Granite Countertops Look Like Granola Bars

You can have any flavor you want except good. They don’t make them in good.

That’s it. That’s all I really wanted to say. Granite countertops look terrible and have always looked terrible. They look like someone shellac’d a granola bar and started using it in Tuscan inspired kitchens. But because it’s Sunday, and I feel I should say more. I will. But really, the entire point of this article is granite countertops look like granola bars and it’s dumb.

Hard pass.

In the late ’90s some dingus decided granite was ritzy and thus they could charge more for rental houses with granite countertops. I believe this to be an over correction in response to formica or laminate countertops. While cheap, laminate countertops aren’t very durable, and they scratch up over time. They also don’t have much of a premium feel. However, you can get laminate countertops in SO MANY STYLES!

I want those boomerang ones so bad.

But as a chopping surface, granite is hard and durable and stands the test of time. The problem is, it looks like shit. Like absolutely garbage.

The worst part? They became so popular, that now it’s hard to find laminate in cool colors and patterns. Now even laminate comes in shitty granite granola flavors almost primarily.

Let’s look at other alternatives that look so much better than granite, shall we?

Panda food!

Bamboo is durable and light weight and good for the environment. It looks like wood but has a horizontal vibe going on that makes it great for Mid Century interiors or modern/contemporary styles.

What’s up you Venetian prince?

Marble is a great choice but really expensive. Marble has been used for thousands of years and is so much better than granite in every single way. If you can afford it. Do Marble.

Bonus points because it can keep time.

Quartz is the new hotness. It has a similar vibe to marble and a durability that matches or exceed granite. It has a great range of color/design choices and if you had quartz countertops, I wouldn’t be mad at you. But a real hotboy would look at these choices.

Farmhouse – you ruin everything.

Please ignore the obvious idiot who decided to destroy their cool, functional modern kitchen with barnwood and non structural beams. Stainless Steel is the fucking best. It looks great. It is durable. And there’s a reason professional kitchens have stainless steel countertops. There won’t be a time where stainless steel doesn’t look modern, masculine and awesome. Way, way, way better than granite.

So nice.

What about wood you fucking moron? Wood has been used forever, it always looks great, and you can do so much with it. From funky stains, the scalloped drains. It’s cheap, functional and beautiful.
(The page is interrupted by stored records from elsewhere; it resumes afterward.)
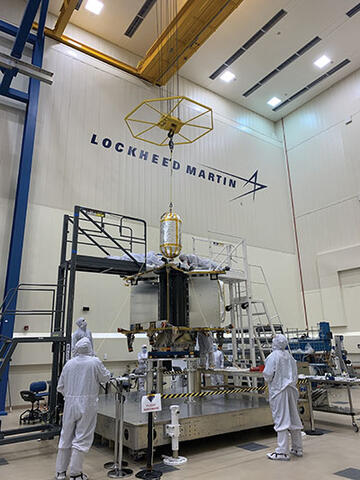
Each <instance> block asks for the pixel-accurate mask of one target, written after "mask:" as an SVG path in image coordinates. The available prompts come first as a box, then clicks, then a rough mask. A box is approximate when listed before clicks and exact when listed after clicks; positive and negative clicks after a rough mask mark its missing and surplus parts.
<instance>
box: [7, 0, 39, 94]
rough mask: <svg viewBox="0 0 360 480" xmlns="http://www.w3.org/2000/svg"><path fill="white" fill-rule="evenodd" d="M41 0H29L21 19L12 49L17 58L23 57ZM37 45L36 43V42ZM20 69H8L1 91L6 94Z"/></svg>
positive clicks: (12, 68) (12, 52) (13, 54)
mask: <svg viewBox="0 0 360 480" xmlns="http://www.w3.org/2000/svg"><path fill="white" fill-rule="evenodd" d="M40 2H41V0H29V2H28V4H27V5H26V8H25V11H24V15H23V18H22V20H21V23H20V26H19V28H18V29H17V33H16V37H15V42H14V45H13V48H12V50H11V55H12V56H13V57H15V58H21V57H22V54H23V52H24V48H25V44H26V42H27V40H28V37H29V34H30V30H31V27H32V24H33V23H34V20H35V16H36V14H37V12H38V10H39V6H40ZM35 45H36V44H35ZM17 73H18V70H17V69H16V68H12V69H11V70H7V71H6V72H5V73H4V76H3V79H2V82H1V85H0V91H1V93H2V94H3V95H4V94H6V93H7V92H8V90H9V88H10V85H11V82H12V80H13V78H14V77H15V76H16V75H17Z"/></svg>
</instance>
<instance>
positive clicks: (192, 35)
mask: <svg viewBox="0 0 360 480" xmlns="http://www.w3.org/2000/svg"><path fill="white" fill-rule="evenodd" d="M242 2H243V0H188V1H187V2H186V3H185V5H184V6H183V7H182V8H181V10H180V11H179V12H178V14H177V15H176V16H175V18H174V19H173V20H172V21H171V22H170V24H169V25H168V26H167V27H166V28H165V30H164V31H163V32H162V34H161V35H160V37H159V38H158V39H157V40H156V41H155V42H154V44H153V45H152V46H151V47H150V49H149V50H148V51H147V52H146V55H145V57H144V58H143V59H142V60H141V61H140V62H139V63H138V66H137V69H138V71H139V73H140V75H141V76H142V77H143V78H145V79H147V80H149V81H150V82H151V83H154V84H157V85H165V84H166V83H167V82H168V81H169V80H170V78H171V77H172V76H173V75H174V74H175V73H176V72H177V71H178V70H179V69H180V68H181V67H182V66H183V65H184V63H185V62H186V61H187V60H188V59H189V58H190V57H191V56H192V55H193V54H194V53H195V52H196V51H197V50H198V49H199V48H200V47H201V45H203V44H204V43H205V42H206V40H207V39H208V38H209V37H210V36H211V35H212V34H213V33H214V32H215V30H216V29H217V28H218V27H219V26H220V25H221V24H222V23H223V22H224V21H225V20H226V19H227V17H228V16H229V15H230V14H231V13H232V12H233V11H234V10H235V9H236V8H237V7H238V6H239V5H240V3H242Z"/></svg>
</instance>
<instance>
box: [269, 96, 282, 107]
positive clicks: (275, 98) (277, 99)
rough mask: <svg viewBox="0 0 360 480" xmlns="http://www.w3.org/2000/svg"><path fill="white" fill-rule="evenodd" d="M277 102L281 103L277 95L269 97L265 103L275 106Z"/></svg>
mask: <svg viewBox="0 0 360 480" xmlns="http://www.w3.org/2000/svg"><path fill="white" fill-rule="evenodd" d="M279 103H281V100H280V98H277V97H273V98H270V100H269V101H268V102H267V104H268V105H270V106H271V107H276V105H279Z"/></svg>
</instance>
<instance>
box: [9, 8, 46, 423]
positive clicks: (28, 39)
mask: <svg viewBox="0 0 360 480" xmlns="http://www.w3.org/2000/svg"><path fill="white" fill-rule="evenodd" d="M40 1H41V0H29V2H28V6H27V8H26V10H25V14H24V17H23V19H22V22H21V24H20V26H19V29H18V31H17V34H16V38H15V43H14V48H13V52H12V53H14V54H15V56H17V58H21V54H22V50H23V48H24V46H25V43H26V41H28V40H29V32H30V28H31V25H32V22H33V20H34V18H35V15H36V13H37V10H38V8H39V4H40ZM48 1H49V0H42V3H41V8H40V17H39V28H38V33H37V36H36V41H35V42H34V47H33V54H32V64H33V65H35V66H37V67H41V66H42V60H43V52H44V25H45V19H46V14H47V8H48ZM29 5H30V7H31V8H30V7H29ZM36 5H37V6H36ZM35 7H36V8H35ZM30 35H31V34H30ZM32 37H33V36H32ZM4 78H5V76H4ZM39 92H40V81H39V80H35V79H33V78H31V79H30V81H29V89H28V94H27V95H28V101H27V107H26V114H25V122H24V131H23V139H22V147H21V155H20V164H19V172H18V180H17V189H16V197H15V206H14V214H13V224H12V230H11V239H10V249H9V257H8V264H7V272H6V281H5V291H4V298H5V299H6V298H7V299H8V301H7V302H5V304H4V306H3V312H5V313H4V315H3V317H2V322H1V325H0V334H1V335H4V336H5V337H8V338H12V336H13V332H14V323H15V315H14V314H13V313H11V312H14V311H15V310H16V305H17V291H16V289H17V286H18V284H19V279H20V270H21V261H22V251H23V245H24V233H25V225H26V214H27V206H28V197H29V188H30V179H31V168H32V157H33V151H34V142H35V129H36V117H37V112H38V103H39ZM9 93H10V94H11V91H10V92H9ZM10 94H8V95H7V96H10ZM12 292H15V294H14V295H12V294H11V293H12ZM6 311H9V313H6ZM8 370H9V369H8V368H7V371H6V372H5V373H4V375H3V377H2V378H1V381H0V415H4V414H6V412H5V402H6V391H7V383H8V373H9V372H8Z"/></svg>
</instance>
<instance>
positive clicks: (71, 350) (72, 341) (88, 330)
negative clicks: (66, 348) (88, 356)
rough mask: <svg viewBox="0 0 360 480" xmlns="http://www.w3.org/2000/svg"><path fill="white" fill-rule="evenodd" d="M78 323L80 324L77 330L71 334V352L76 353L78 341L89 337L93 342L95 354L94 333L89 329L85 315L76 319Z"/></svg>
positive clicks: (91, 352)
mask: <svg viewBox="0 0 360 480" xmlns="http://www.w3.org/2000/svg"><path fill="white" fill-rule="evenodd" d="M75 323H76V325H77V326H78V328H77V330H75V332H74V333H73V334H72V336H71V352H72V355H74V348H75V345H76V342H78V341H79V340H80V339H81V338H84V337H86V338H88V339H89V340H90V343H91V355H95V353H94V343H93V339H92V334H91V332H90V330H88V329H87V322H86V320H85V318H84V317H80V318H78V319H77V320H76V322H75Z"/></svg>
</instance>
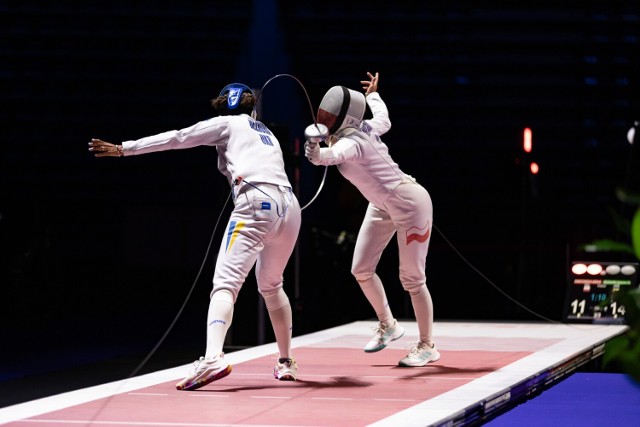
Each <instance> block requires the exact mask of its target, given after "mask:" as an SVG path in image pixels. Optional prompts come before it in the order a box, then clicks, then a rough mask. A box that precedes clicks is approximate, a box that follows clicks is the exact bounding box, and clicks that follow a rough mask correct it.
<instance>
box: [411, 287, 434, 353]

Sure, you’ll have to refinish it sometimes and yeah it will get scratches and dents over time, but I think a well lived in space looks great. And it’s wood. If it wears out, replace it. Stop being weird.

Just pour it dude.

Concrete is a great choice. At the risk of advocating for a large grey surface, hear me out. Concrete is durable, moldable and usually has a unique matte finish. I love the sharp lines and how you can create really unique shapes and designs with concrete. It’s a masculine and durable material that I think will stand the test of time. It looks great in loft style homes/apartments and can only be damaged by sledgehammers.

It’s okay.

Having a soapstone countertop has got to be like having the Turbografix 16 back in the ’90s. It’s a quality choice and I understand why someone would want it, but it wouldn’t be my first choice. I like the matte finish of soapstone, but it runs the risk of just looking like worn out marble, or marble laminate. It’s a fundamentally fine countertop material, it just doesn’t spark joy in me.

It’s gonna be a no from me dog.

I’m gonna have to offer a word of caution when it comes to tile countertops. While I appreciate the aesthetic. You can get tiles anywhere and in any design and color. They make for a terrible countertop material. Why? Grouts. It’s gross and they’re hard to clean. Imagine eating off a shower wall. That’s what tile countertops are. Don’t do this. Don’t do granite.

Please do this and invite me over and show me your architectural drawings of tiny homes in the pacific northwest..

In Conclusion, granite is gross and ugly and stupid and overplayed. It’s not a premium material and I wouldn’t put it in my kitchen even if it was free.

Let’s have a good week.

2 thoughts on “Granite Countertops Look Like Granola Bars

  1. I specified the boomerang Formica when my family renovated our summer house a decade ago. And a friend of mine used to live in this amazing house in the Oakland hills that had its original 1950s kitchen including the boomerang pattern in yellow, with chrome flashing on the sides which was the traditional way to install it. That was too expensive for our summer house so we did a regular bullnose edge.

    That loaf of challah being sliced sparks joy.